Heike Wünsch |
Ein Pferd mit Klasse, Rasse, Temperament. Anhänglich, sanftmütig und sensibel. Ein Vollblut. So gedacht und schon gekauft: mein kleiner Araber. Aber, ach, wer hätte all der Vorurteile gedacht, die uns schon von erster Stund' an erwarteten.
Dabei begann alles so einfach: mein kleines Vollblut verließ lebend den Hänger, als es bei mir ankam. Flugs wurde das erst vor drei Wochen von einer Geschlechtsumwandlung heimgesuchte, vierjährige Vollblut in sein neues Nachtquartier überführt. Das Vollblut begrüßte seinen warmblütigen Nachbarn mit kräftigen Tritten gegen die Boxenwände, und so begann das Trauerspiel: "Typisch Vollblut, das gewöhnst Du ihm nie ab!" informierte mich der Stallbesitzer wissend über mein neues Pferdchen. Ein schüchterner Hinweis meinerseits auf noch nicht vollständig abgelegte Hengstmanieren wurde geflissentlich überhört. "Typisch Vollblut! Die sind alle malle im Hirn!".

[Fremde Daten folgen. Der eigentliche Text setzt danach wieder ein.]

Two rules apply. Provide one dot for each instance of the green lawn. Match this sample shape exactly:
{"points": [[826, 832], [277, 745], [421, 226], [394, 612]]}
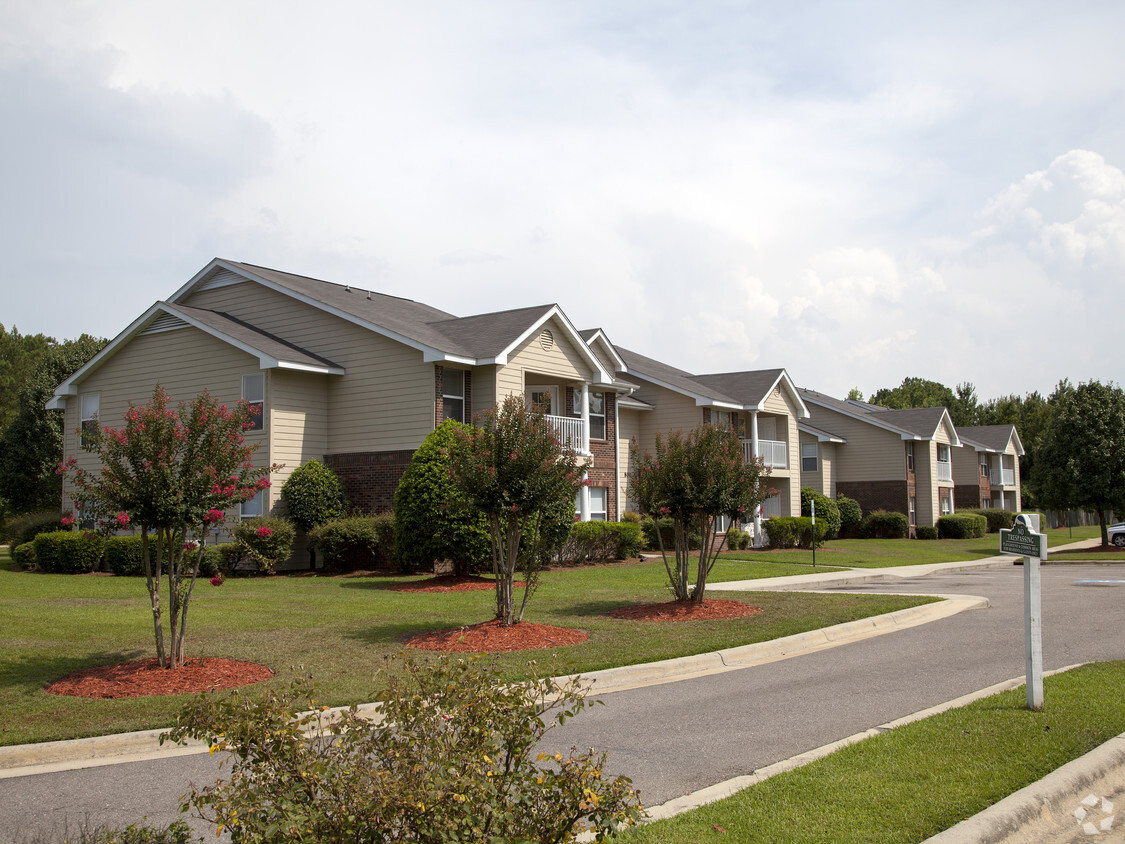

Mein Vollblut entwickelte eine Ausschlagtechnik zu seiner Spezialität, die seinen Ruf nachhaltig schädigte. So trat sein warmblütiger Weidekumpel brav nach hinten aus und zierte die Vorderbrust meines Vollbluts gleichmäßig rechts und links mit sauberen Hufabdrücken, während mein Vollblut, hinterlistig und verschlagen, kurze, kräftige Tritte mit den Vorderbeinen austeilte. Diese landeten von Zeit zu Zeit in Weidezäunen holziger oder stromhaltiger Natur, welche dann dazu neigten, entzwei zu gehen. Der Stallbesitzer sah das mit Zorn in den Augen und stellte empört fest: "Typisch Vollblut! Der ist ja malle im Hirn!"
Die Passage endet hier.